Parmi d’autres records mondiaux, la France figure dans le tiercé des pays où la plus grande partie des salariés est payée au salaire minimum légal, le Smic. Un salarié payé 2 Smic figure dans les 25% les plus aisés du pays. Ce tassement très marqué des salaires vers le bas résulte de deux phénomènes. D’abord, le niveau du Smic est particulièrement élevé, par rapport à d’autres pays de niveaux de vie semblables. Ensuite, les exonérations de cotisations patronales et la dégressivité des prestations sociales (Prime d’activité et APL en tête) diminuent énormément l’intérêt financier d’une augmentation de salaire au-dessus du Smic. Bien souvent, sur 100 euros de plus payés par l’employeur, le gain net pour le salarié est de l’ordre de 20 à 30 euros.

Alors que nous nous inquiétons d’une désaffection pour le travail, s’attaquer à ce problème devrait être une priorité nationale. La moitié de la solution consiste à rationaliser l’impôt sur le revenu et les prestations sociales de type RSA sous la forme d’un vaste « impôt négatif » englobant un « revenu universel ». L’économiste médiatique François Lenglet vient d’en faire la démonstration brillante, en conclusion d’une séquence virale de 3 minutes 30 chez RTL. L’autre moitié est plus technique, consistant à réorganiser l’ensemble des cotisations sociales, patronales et salariales, contributives et non-contributives.

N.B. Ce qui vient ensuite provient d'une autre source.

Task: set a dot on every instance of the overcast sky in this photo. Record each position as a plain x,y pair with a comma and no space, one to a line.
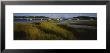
56,15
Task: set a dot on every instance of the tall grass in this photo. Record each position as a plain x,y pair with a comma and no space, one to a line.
41,31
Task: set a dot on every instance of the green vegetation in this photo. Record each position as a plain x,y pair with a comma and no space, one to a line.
41,31
88,23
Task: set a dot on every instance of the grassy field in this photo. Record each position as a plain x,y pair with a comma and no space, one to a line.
48,30
41,31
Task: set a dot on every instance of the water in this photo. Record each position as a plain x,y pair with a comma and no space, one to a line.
28,20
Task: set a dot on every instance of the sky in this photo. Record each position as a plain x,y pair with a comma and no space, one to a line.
56,15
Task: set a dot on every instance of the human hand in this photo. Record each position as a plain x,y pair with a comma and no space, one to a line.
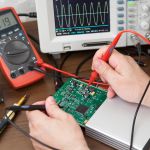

Vous avez raison, le plus gros problème financier des ménages c’est le logement. Les économistes reconnaissent que c’est probablement un des sujets les plus compliqués à résoudre. Travaillant depuis 8 ans sur la question, j’ai développé quelques hypothèses et aussi quelques certitudes.

La première certitude est qu’avant d’apporter une solution il faut d’abord éliminer systématiquement tous les obstacles à un fonctionnement souhaitable du marché immobilier. La pagaille fiscale dont nous avons hérité doit être éradiquée d’urgence : droits de mutations freinant les mobilités, droits de succession empêchant les jeunes générations d’accéder aux logements sous-utilisés par les générations antérieures, taxation des loyers désincitant la mise en location de logements vacants, etc. Tout ceci pourrait être remplacé avec bonheur par un seul « impôt sur le capital immobilier » au taux unique mensuel de 0,05% de la valeur vénale du bien détenu.

L’hypothèse majeure que je présente consiste à remplacer une multitude d’interventions publiques par un seul « service universel du logement » qui aurait les moyens financiers de dynamiser la création et l’amélioration du parc immobilier et ferait payer systématiquement un loyer calculé à 25% de l’ensemble des revenus des ménages logés.

Ces idées constituent des ruptures fortes. Elles ne sont dictées par aucune idéologie mais par l’observation approfondie des dysfonctionnements actuels. Elles sont d’une toute autre ambition que le saupoudrage de 2 milliards d’euros vers des millions de contribuables qui ne verront rien changer à leur vie.